While working on the PyGuile, I identified the following design issues.
- The data type trees of Scheme and Python do not have an 1:1 correspondence.
- Do we want to convert a Scheme list into a Python Tuple or a Python List?
- How about an alist (associative list) – should be a Python List of 2-tuples or a Python Dict?
- And in the other direction – do we want to convert a Python string into a Scheme string, symbol or keyword?
- API for adding plugins which convert between Guile and Python representations of useful data types (such as file handles, images or Berkeley sockets).
- How do we want to pass large data structures – convert them immediately, or employ lazy conversion (convert an element only when it is requested)? If we employ lazy conversion, how do we implement the associated bookkeeping? See more about this below.
- How do we deal with the different garbage collection regimes of Guile and Python? In particular, how do we make SCM objects owned by Python objects known to the Guile garbage collector?
- How will we support Unicode? Bear in mind that we want to minimize manipulations of long text strings.
- How to allow each scripting language to seamlessly invoke functions in the other scripting language?
The problem of lack of 1:1 correspondence will be dealt with as follows.
A standard conversion convention, which will work for the overwhelming majority of cases, will be employed. Functions, which have special needs, will have their argument conversions specified by means of a suitable tree-structured template.
When passing a data structure (or object) created in language A to language B, the following cases can happen:
- Opaque pointer – B only passes it around. A performs all processing and B just holds the pointer for future reference.
- B accesses a single element (or small number of elements) in the data structure.
- B loops over all elements of the data structure.

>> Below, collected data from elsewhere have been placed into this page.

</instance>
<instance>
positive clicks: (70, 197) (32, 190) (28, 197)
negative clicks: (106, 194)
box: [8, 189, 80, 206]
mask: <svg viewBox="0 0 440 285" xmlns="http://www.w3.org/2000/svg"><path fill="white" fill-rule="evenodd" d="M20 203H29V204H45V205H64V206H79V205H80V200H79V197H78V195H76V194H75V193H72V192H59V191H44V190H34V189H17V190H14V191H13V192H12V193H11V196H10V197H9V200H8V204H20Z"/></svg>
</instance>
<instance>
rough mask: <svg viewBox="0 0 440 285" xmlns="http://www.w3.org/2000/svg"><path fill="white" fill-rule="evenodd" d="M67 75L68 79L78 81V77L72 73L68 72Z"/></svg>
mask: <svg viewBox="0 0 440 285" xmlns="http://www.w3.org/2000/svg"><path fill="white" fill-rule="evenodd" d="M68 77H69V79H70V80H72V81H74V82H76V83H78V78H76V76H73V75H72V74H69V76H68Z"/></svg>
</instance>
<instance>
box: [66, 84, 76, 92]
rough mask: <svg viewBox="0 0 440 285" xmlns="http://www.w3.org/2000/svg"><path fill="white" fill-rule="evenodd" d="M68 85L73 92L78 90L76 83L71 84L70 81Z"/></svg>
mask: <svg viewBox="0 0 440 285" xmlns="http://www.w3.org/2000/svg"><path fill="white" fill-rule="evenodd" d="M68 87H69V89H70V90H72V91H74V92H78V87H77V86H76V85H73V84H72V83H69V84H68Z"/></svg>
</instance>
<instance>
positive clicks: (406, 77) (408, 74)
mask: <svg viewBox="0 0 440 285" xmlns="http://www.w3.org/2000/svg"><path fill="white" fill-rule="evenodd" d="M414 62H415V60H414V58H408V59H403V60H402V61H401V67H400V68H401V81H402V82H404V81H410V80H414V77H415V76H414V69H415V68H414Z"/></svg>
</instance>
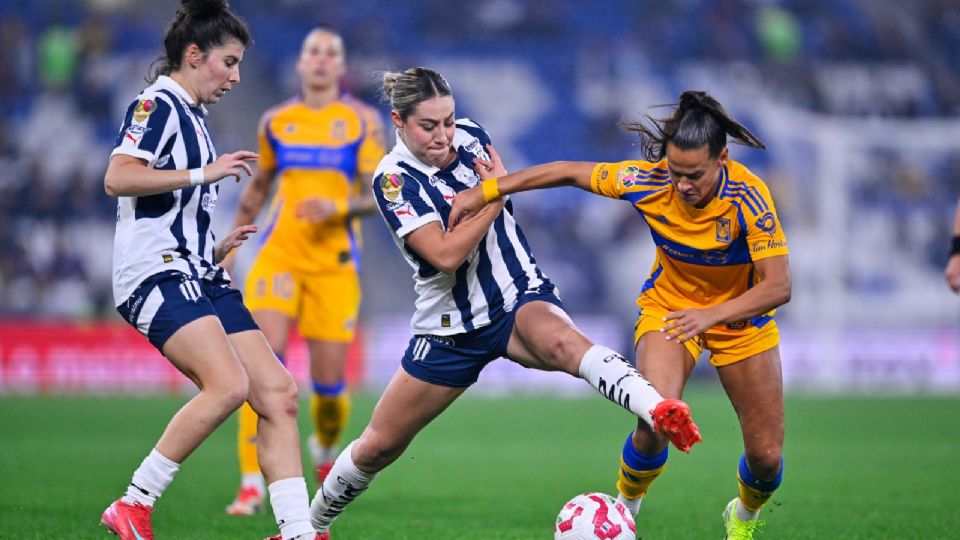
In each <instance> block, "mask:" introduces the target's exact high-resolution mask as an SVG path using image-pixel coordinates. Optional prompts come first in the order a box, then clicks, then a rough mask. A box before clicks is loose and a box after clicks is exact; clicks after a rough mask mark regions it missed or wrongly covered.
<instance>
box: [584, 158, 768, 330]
mask: <svg viewBox="0 0 960 540" xmlns="http://www.w3.org/2000/svg"><path fill="white" fill-rule="evenodd" d="M590 184H591V189H592V190H593V192H595V193H597V194H598V195H603V196H605V197H611V198H615V199H623V200H626V201H629V202H630V203H631V204H633V206H634V208H636V210H637V211H638V212H639V213H640V215H641V216H643V218H644V220H645V221H646V222H647V225H649V226H650V233H651V234H652V235H653V241H654V243H655V244H656V246H657V256H656V260H655V261H654V263H653V269H652V271H651V273H650V276H649V278H647V280H646V282H645V283H644V284H643V287H642V288H641V291H640V295H639V296H638V297H637V305H638V306H640V307H641V309H642V308H643V307H644V305H645V304H647V303H652V304H654V305H656V306H659V307H661V308H663V309H666V310H668V311H676V310H679V309H685V308H703V307H707V306H712V305H716V304H719V303H721V302H724V301H727V300H729V299H731V298H735V297H737V296H739V295H741V294H743V292H744V291H746V290H747V289H749V288H751V287H753V286H754V285H755V284H756V283H758V280H759V275H758V274H757V272H756V269H755V268H754V266H753V261H756V260H760V259H763V258H766V257H774V256H777V255H786V254H787V239H786V236H785V235H784V233H783V228H782V227H781V226H780V220H779V219H778V218H777V213H776V210H775V208H774V206H773V199H772V198H771V197H770V191H769V190H768V189H767V186H766V184H764V183H763V181H762V180H760V179H759V178H758V177H757V176H755V175H754V174H753V173H751V172H750V170H749V169H747V168H746V167H745V166H743V165H742V164H740V163H738V162H736V161H733V160H727V164H726V165H725V166H724V167H723V168H722V169H721V170H720V180H719V182H717V187H716V192H715V193H714V196H713V198H712V199H711V200H710V202H709V203H707V205H706V206H705V207H703V208H695V207H693V206H691V205H689V204H687V203H685V202H684V201H683V199H682V198H681V197H680V194H679V193H678V192H677V190H676V189H675V188H674V187H673V184H672V183H671V182H670V178H669V175H668V171H667V160H666V159H664V160H662V161H660V162H657V163H652V162H649V161H623V162H620V163H599V164H597V166H596V167H595V168H594V170H593V174H592V176H591V181H590ZM772 316H773V311H771V312H770V313H767V314H765V315H762V316H760V317H756V318H755V319H754V320H751V321H750V322H751V323H752V324H753V325H754V326H758V327H760V326H763V325H764V324H765V323H766V322H767V321H769V320H770V319H771V318H772ZM727 326H728V327H730V328H729V329H730V330H735V329H737V328H736V324H735V325H732V326H731V325H727Z"/></svg>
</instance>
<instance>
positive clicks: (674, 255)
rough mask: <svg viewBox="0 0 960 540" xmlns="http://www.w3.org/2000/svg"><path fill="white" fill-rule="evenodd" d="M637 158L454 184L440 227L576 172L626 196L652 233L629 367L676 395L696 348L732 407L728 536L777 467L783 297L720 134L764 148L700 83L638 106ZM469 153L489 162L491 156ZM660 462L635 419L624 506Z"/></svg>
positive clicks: (641, 291)
mask: <svg viewBox="0 0 960 540" xmlns="http://www.w3.org/2000/svg"><path fill="white" fill-rule="evenodd" d="M647 118H648V120H650V122H652V124H653V125H652V126H649V125H647V124H645V123H637V124H632V125H629V126H628V129H630V130H632V131H635V132H637V133H638V134H639V135H640V138H641V143H642V146H643V150H644V156H643V157H644V158H646V160H645V161H623V162H620V163H574V162H555V163H549V164H546V165H538V166H535V167H531V168H529V169H526V170H523V171H520V172H517V173H513V174H509V175H506V176H503V177H501V178H499V179H496V178H494V179H488V180H486V181H484V182H483V184H482V185H481V186H479V187H476V188H472V189H469V190H465V191H462V192H460V193H459V194H458V195H457V198H456V199H455V200H454V204H453V208H452V209H451V211H450V225H451V227H452V226H454V225H455V224H456V222H457V221H458V220H459V219H460V218H462V217H463V216H464V215H466V214H469V213H472V212H475V211H477V210H479V209H480V208H482V207H483V206H484V204H485V201H486V202H489V201H492V200H495V199H498V198H499V197H500V196H501V195H506V194H509V193H516V192H519V191H526V190H531V189H537V188H547V187H554V186H571V185H572V186H577V187H579V188H581V189H585V190H589V191H592V192H594V193H596V194H598V195H602V196H605V197H611V198H616V199H622V200H625V201H628V202H630V203H631V204H632V205H633V206H634V207H635V208H636V210H637V211H638V212H639V213H640V215H641V216H642V217H643V219H644V221H646V223H647V225H648V226H649V227H650V232H651V234H652V235H653V239H654V243H655V244H656V246H657V257H656V261H655V262H654V265H653V269H652V272H651V274H650V276H649V278H648V279H647V280H646V282H645V283H644V284H643V285H642V286H641V289H640V296H639V297H638V298H637V305H638V307H639V308H640V314H639V318H638V320H637V323H636V333H635V343H636V358H637V368H638V369H639V371H640V372H641V374H643V376H644V377H646V378H647V379H648V380H649V381H650V382H651V383H652V384H653V386H654V387H655V388H656V389H657V390H658V391H660V393H661V394H662V395H663V396H664V397H665V398H676V399H679V398H680V397H681V396H682V393H683V388H684V386H685V384H686V382H687V379H688V378H689V376H690V373H691V371H692V370H693V366H694V364H695V362H696V361H697V359H698V358H699V356H700V353H701V352H702V351H703V350H708V351H710V353H711V356H710V363H711V364H713V365H714V366H716V368H717V372H718V374H719V376H720V382H721V384H722V385H723V388H724V390H725V391H726V393H727V396H728V398H729V399H730V402H731V403H732V404H733V407H734V409H735V410H736V412H737V415H738V417H739V420H740V427H741V431H742V434H743V442H744V453H743V456H742V457H741V458H740V462H739V465H738V468H737V474H738V479H739V496H738V497H737V498H734V499H733V500H731V501H730V502H729V503H728V504H727V506H726V509H725V510H724V512H723V520H724V526H725V527H726V535H727V536H726V537H727V538H752V537H753V532H754V531H755V530H756V529H757V528H758V527H759V526H760V525H761V524H762V522H760V521H758V520H757V516H758V514H759V511H760V508H761V507H762V506H763V505H764V503H766V501H767V500H768V499H769V498H770V496H771V495H772V494H773V491H774V490H775V489H776V488H777V487H778V486H779V485H780V481H781V478H782V475H783V459H782V450H783V433H784V412H783V383H782V377H781V370H780V353H779V348H778V343H779V334H778V331H777V326H776V323H775V322H774V321H773V312H774V309H775V308H776V307H778V306H780V305H782V304H784V303H786V302H787V301H789V299H790V288H791V285H790V272H789V267H788V263H787V241H786V237H785V236H784V233H783V229H782V227H781V226H780V221H779V219H778V218H777V213H776V210H775V208H774V205H773V199H772V198H771V197H770V192H769V190H768V189H767V186H766V185H765V184H764V183H763V181H762V180H760V179H759V178H757V177H756V176H755V175H754V174H753V173H751V172H750V171H749V170H748V169H747V168H746V167H744V166H743V165H742V164H740V163H737V162H736V161H733V160H732V159H730V158H729V153H728V150H727V136H728V135H729V136H730V137H731V138H732V139H733V140H735V141H736V142H739V143H741V144H744V145H747V146H751V147H754V148H764V146H763V143H762V142H761V141H760V140H759V139H758V138H757V137H756V136H755V135H753V134H752V133H751V132H750V131H749V130H747V128H745V127H743V126H742V125H741V124H739V123H738V122H737V121H736V120H734V119H733V118H732V117H731V116H730V115H729V114H728V113H727V112H726V111H725V110H724V109H723V107H722V106H721V105H720V104H719V103H718V102H717V101H716V100H715V99H713V98H712V97H710V96H709V95H707V94H706V93H704V92H690V91H688V92H684V93H683V94H682V95H681V96H680V102H679V103H678V104H677V107H676V109H675V110H674V112H673V114H672V115H670V116H669V117H668V118H665V119H659V120H657V119H653V118H651V117H647ZM491 160H492V161H490V162H482V161H481V162H480V163H478V165H477V166H478V167H494V166H496V165H497V164H498V163H499V157H497V156H496V155H495V153H493V154H492V155H491ZM666 462H667V444H666V441H665V439H663V437H662V436H661V435H659V434H656V433H654V432H653V431H652V430H650V429H649V428H647V427H646V426H645V425H644V424H642V423H639V424H638V425H637V429H636V430H635V431H634V432H633V433H632V434H631V435H630V436H629V437H627V440H626V443H625V444H624V447H623V453H622V458H621V463H620V471H619V480H618V482H617V490H618V491H619V492H620V497H619V500H620V501H621V502H623V503H625V504H626V505H627V506H628V507H629V508H630V509H631V510H632V511H633V512H634V513H636V512H637V511H638V510H639V508H640V501H641V499H642V498H643V496H644V495H646V492H647V489H648V488H649V487H650V484H651V483H652V482H653V481H654V479H656V478H657V476H659V475H660V473H661V472H662V471H663V469H664V467H665V466H666Z"/></svg>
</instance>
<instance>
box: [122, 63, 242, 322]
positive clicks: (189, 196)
mask: <svg viewBox="0 0 960 540" xmlns="http://www.w3.org/2000/svg"><path fill="white" fill-rule="evenodd" d="M205 114H206V108H204V107H203V106H202V105H201V106H199V107H197V106H195V104H194V103H193V100H192V99H191V97H190V95H189V94H188V93H187V92H186V90H184V89H183V87H181V86H180V85H179V84H177V83H176V82H175V81H174V80H173V79H171V78H169V77H164V76H161V77H159V78H158V79H157V82H155V83H154V84H152V85H151V86H149V87H148V88H146V89H145V90H144V91H143V92H141V93H140V95H139V96H137V99H136V100H134V102H133V103H131V104H130V107H129V108H127V114H126V117H125V118H124V120H123V125H122V126H121V127H120V133H119V135H118V136H117V141H116V144H115V146H114V149H113V152H112V153H111V154H110V156H111V157H113V156H115V155H117V154H125V155H128V156H133V157H136V158H140V159H143V160H146V162H147V166H148V167H152V168H154V169H178V170H187V169H194V168H197V167H202V166H204V165H206V164H208V163H211V162H212V161H214V160H215V159H216V158H217V153H216V150H214V148H213V141H211V140H210V134H209V133H208V132H207V125H206V123H205V122H204V119H203V118H204V115H205ZM218 193H219V186H218V185H217V184H212V185H204V186H196V187H190V188H186V189H178V190H176V191H171V192H168V193H159V194H156V195H147V196H143V197H119V200H118V201H117V231H116V235H115V236H114V242H113V299H114V302H115V304H116V305H120V304H122V303H123V302H124V301H125V300H126V299H127V298H128V297H129V296H130V294H131V293H133V291H134V289H136V288H137V285H139V284H140V283H141V282H142V281H143V280H144V279H146V278H148V277H149V276H151V275H153V274H156V273H158V272H163V271H165V270H178V271H180V272H184V273H185V274H189V275H192V276H194V277H197V278H206V279H213V278H221V279H226V280H229V277H228V276H227V275H226V272H225V271H224V270H223V269H222V268H220V267H218V266H217V265H216V264H214V263H213V250H214V247H215V245H216V239H215V238H214V235H213V231H212V230H211V228H210V220H211V214H212V212H213V209H214V207H216V205H217V195H218Z"/></svg>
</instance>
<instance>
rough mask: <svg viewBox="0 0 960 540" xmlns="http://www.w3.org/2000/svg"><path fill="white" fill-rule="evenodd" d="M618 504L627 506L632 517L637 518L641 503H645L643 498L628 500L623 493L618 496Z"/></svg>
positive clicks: (617, 495) (617, 498) (638, 497)
mask: <svg viewBox="0 0 960 540" xmlns="http://www.w3.org/2000/svg"><path fill="white" fill-rule="evenodd" d="M617 502H618V503H620V504H622V505H624V506H626V507H627V510H629V511H630V515H631V516H636V515H637V512H639V511H640V503H642V502H643V497H637V498H636V499H628V498H626V497H624V496H623V493H620V494H618V495H617Z"/></svg>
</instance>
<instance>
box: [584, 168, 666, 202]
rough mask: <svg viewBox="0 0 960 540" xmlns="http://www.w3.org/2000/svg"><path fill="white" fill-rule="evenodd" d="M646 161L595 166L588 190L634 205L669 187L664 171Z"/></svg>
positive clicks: (590, 176)
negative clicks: (649, 196)
mask: <svg viewBox="0 0 960 540" xmlns="http://www.w3.org/2000/svg"><path fill="white" fill-rule="evenodd" d="M656 165H657V164H655V163H651V162H649V161H621V162H619V163H597V165H596V166H595V167H594V168H593V174H591V175H590V190H591V191H593V192H594V193H596V194H597V195H603V196H604V197H610V198H611V199H624V200H628V201H630V202H634V203H635V202H637V201H639V200H641V199H642V198H643V197H644V196H646V195H648V194H650V193H653V192H655V191H660V190H661V189H663V188H665V187H667V186H669V185H670V177H669V176H668V175H667V170H666V169H661V168H658V167H657V166H656Z"/></svg>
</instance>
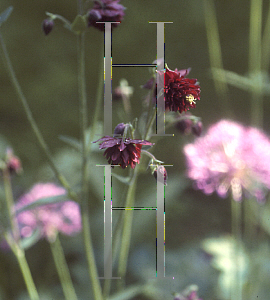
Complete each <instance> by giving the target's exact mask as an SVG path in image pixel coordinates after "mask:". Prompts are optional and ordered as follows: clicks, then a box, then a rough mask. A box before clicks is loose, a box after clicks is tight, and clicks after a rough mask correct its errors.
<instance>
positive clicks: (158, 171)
mask: <svg viewBox="0 0 270 300" xmlns="http://www.w3.org/2000/svg"><path fill="white" fill-rule="evenodd" d="M157 172H159V173H160V174H162V173H163V177H164V185H167V178H168V175H167V171H166V169H165V167H163V166H158V167H157V168H156V169H155V171H154V173H153V175H154V177H155V179H156V180H157V176H158V175H157Z"/></svg>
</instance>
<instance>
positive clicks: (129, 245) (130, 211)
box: [118, 167, 139, 290]
mask: <svg viewBox="0 0 270 300" xmlns="http://www.w3.org/2000/svg"><path fill="white" fill-rule="evenodd" d="M138 173H139V172H138V168H137V167H136V168H135V171H134V175H133V178H132V182H131V183H130V185H129V188H128V192H127V198H126V207H127V209H126V210H125V213H124V221H123V232H122V241H121V248H120V254H119V265H118V277H121V280H119V281H118V290H120V289H122V288H123V287H124V284H125V276H126V271H127V261H128V254H129V249H130V239H131V232H132V221H133V209H132V207H133V206H134V201H135V190H136V186H137V178H138Z"/></svg>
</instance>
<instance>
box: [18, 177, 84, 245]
mask: <svg viewBox="0 0 270 300" xmlns="http://www.w3.org/2000/svg"><path fill="white" fill-rule="evenodd" d="M65 193H66V191H65V189H64V188H62V187H59V186H57V185H55V184H54V183H39V184H36V185H35V186H34V187H33V188H32V189H31V190H30V192H28V193H27V194H25V195H23V196H22V197H21V198H20V199H19V200H18V202H17V203H16V205H15V208H16V210H17V211H18V210H19V209H21V208H22V207H24V206H25V205H28V204H30V203H33V202H35V201H37V200H39V199H41V198H47V197H53V196H60V195H64V194H65ZM17 221H18V224H19V228H20V233H21V236H22V237H29V236H31V235H32V234H33V233H34V231H35V230H36V229H37V230H39V231H40V237H46V238H47V239H48V240H53V239H54V237H55V235H56V234H57V232H61V233H63V234H65V235H73V234H75V233H77V232H79V231H80V230H81V215H80V208H79V205H78V204H77V203H76V202H74V201H64V202H58V203H53V204H46V205H42V206H38V207H36V208H33V209H29V210H25V211H23V212H21V213H18V215H17Z"/></svg>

- B needs arbitrary access to several elements of the data structure (example: image processing).
Those cases can be dealt with as follows:
- Case 1 can be handled by wrapping a language A pointer by a language B object, which carries opaque data around.
- Cases 2,3 can be dealt by means of custom data access procedures (such as Python’s __getitem__()). An element will be converted only when it is actually requested. Elements in nested data structures can be dealt with as in case 1.
- Case 4 can be handled by implementing a mechanism for plugging in and registering custom conversion functions for specific data types.
In practice, the most tough design issue, which I identified so far, is the management of the SCM objects owned by Python objects.
When a SCM object is assigned to an attribute of a Python object, some registration mechanism needs to
be invoked so that the SCM object can be reclaimed by the Guile garbage collector if the Python object goes out of scope. The registration mechanism needs also to take care of marking the SCM objects while they are owned by a living Python object.